Thai Union joins fight to protect marine animals
To help protect animals from lost and abandoned fishing gear, one of the world’s largest seafood companies and tuna producers has joined the Global Ghost Gear Initiative (GGGI), which we launched in 2015
Most ghost gear (lost and abandoned fishing gear) is made of plastic, and it’s a huge contributor to plastic pollution in our oceans.
Thai Union’s decision to join the GGGI reflects its commitment to combat this issue, and it’s leading by example for hundreds of other global brands who have a duty to address it.
Thai Union is the world’s largest producer of shelf-stable tuna products, and owns seafood brands such as John West, Chicken of the Sea, and King Oscar. Its annual sales exceed $4 billion and it employs more than 49,000 people.

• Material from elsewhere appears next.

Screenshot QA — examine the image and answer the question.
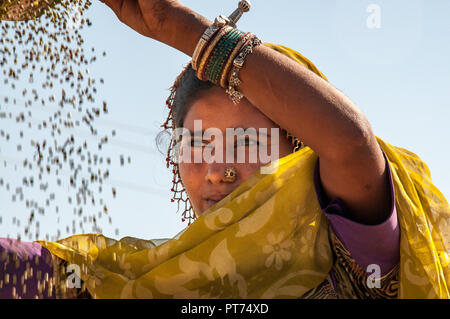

Thai Union’s GGGI membership works in line with its existing sustainability strategy, SeaChange®.
The GGGI, which we started in 2015 and currently lead, is an alliance of organizations and companies working to tackle the ghost gear issue.
It includes members from the fishing industry, private sector, academia, governments, and intergovernmental and non-governmental organizations.
Ghost gear’s getting worse
Every year, at least 640,000 tons of ghost gear is lost or abandoned at sea. This makes up around 10% of all marine debris entering our oceans annually.
Sadly, the ghost gear issue is getting worse. More is ending up in our oceans, and it’s killing and entangling more sea animals.
But with such a large, influential company on board, we’re better armed for this tough fight.
“Ghost gear represents one of the biggest threats to animals in our oceans, significantly reducing fish stocks and entangling, injuring and killing millions of animals every year," said Joel Baziuk, our global wildlife campaign manager.
“Thai Union is keystone actor in the seafood industry, and with huge international influence comes a degree of social and environmental responsibility. We are very much looking forward to working together to drive economically viable, sustainable solutions toward safer, cleaner oceans."
Stepping up for sea life
Thai Union already primarily uses recyclable packaging for its products, such as steel, aluminum, and cardboard.
To provide the greatest impact for the issue of marine plastic pollution, it decided to support efforts to reduce ghost gear.
“Research indicates that 70% of floating debris in the open ocean is fishing-related," said Thai Union’s global director for sustainable development, Dr. Darian McBain.
“Reducing abandoned, lost and discarded fishing gear is key to ensuring the seas are sustainable now and for future generations. It has obvious impacts on global food security and the seafood supply chain, as well as an impact on the livelihoods of coastal communities.”